EMR Notebooks is pre-configured for Spark. It supports Spark magic kernels allowing you to interactively run Spark jobs on EMR clusters written in languages such as PySpark, Spark SQL, Spark R, and Scala. The notebooks come packaged with open-source libraries found in Conda allowing you to import these libraries and use them to manipulate data and visualize computational results in rich graphical plots. Further, each notebook has integrated Spark monitoring capabilities that let you monitor the progress of your jobs and debug code directly from the notebook.
You can create multiple notebooks directly from the console. There is no software or instances to manage, and notebooks spin up instantly, you have a choice of either attaching the notebook to an existing cluster or provision a new cluster directly from the console. You can attach multiple notebooks to a single cluster, detach notebooks and re-attach them to new clusters.

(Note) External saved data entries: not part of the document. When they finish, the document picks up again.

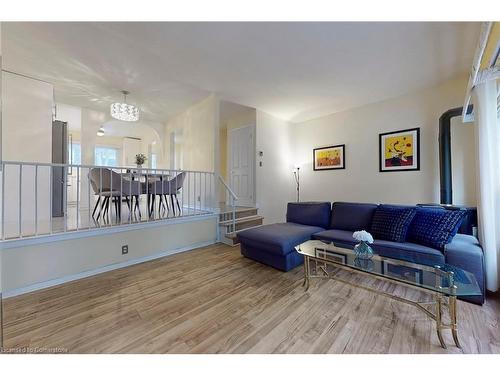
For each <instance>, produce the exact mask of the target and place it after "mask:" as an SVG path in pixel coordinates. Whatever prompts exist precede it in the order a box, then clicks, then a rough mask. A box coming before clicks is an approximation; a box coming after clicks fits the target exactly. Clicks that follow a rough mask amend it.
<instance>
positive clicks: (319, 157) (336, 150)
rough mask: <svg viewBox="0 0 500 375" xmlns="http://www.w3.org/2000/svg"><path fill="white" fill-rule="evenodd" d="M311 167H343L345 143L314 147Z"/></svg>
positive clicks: (344, 166)
mask: <svg viewBox="0 0 500 375" xmlns="http://www.w3.org/2000/svg"><path fill="white" fill-rule="evenodd" d="M313 169H314V170H315V171H323V170H331V169H345V145H336V146H327V147H320V148H315V149H314V150H313Z"/></svg>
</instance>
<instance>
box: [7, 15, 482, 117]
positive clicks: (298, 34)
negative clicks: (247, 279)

EMR Notebooks saves your notebook files periodically to your Amazon S3 buckets. Saved notebooks can be retrieved from the EMR console or downloaded from your S3 bucket.
To learn more, please visit the EMR Notebooks page.
There is no additional cost for using EMR Notebooks. You only pay for the EMR cluster attached to the notebook. You can find out more about the pricing for your cluster by visiting Amazon EMR pricing.
EMR Notebooks is available in the US East (N.Virgina and Ohio), US West (N.California and Oregon), Canada (Central), EU(Frankfurt, Ireland, and London), and Asia Pacific (Mumbai, Seoul, Singapore, Sydney, and Tokyo) regions.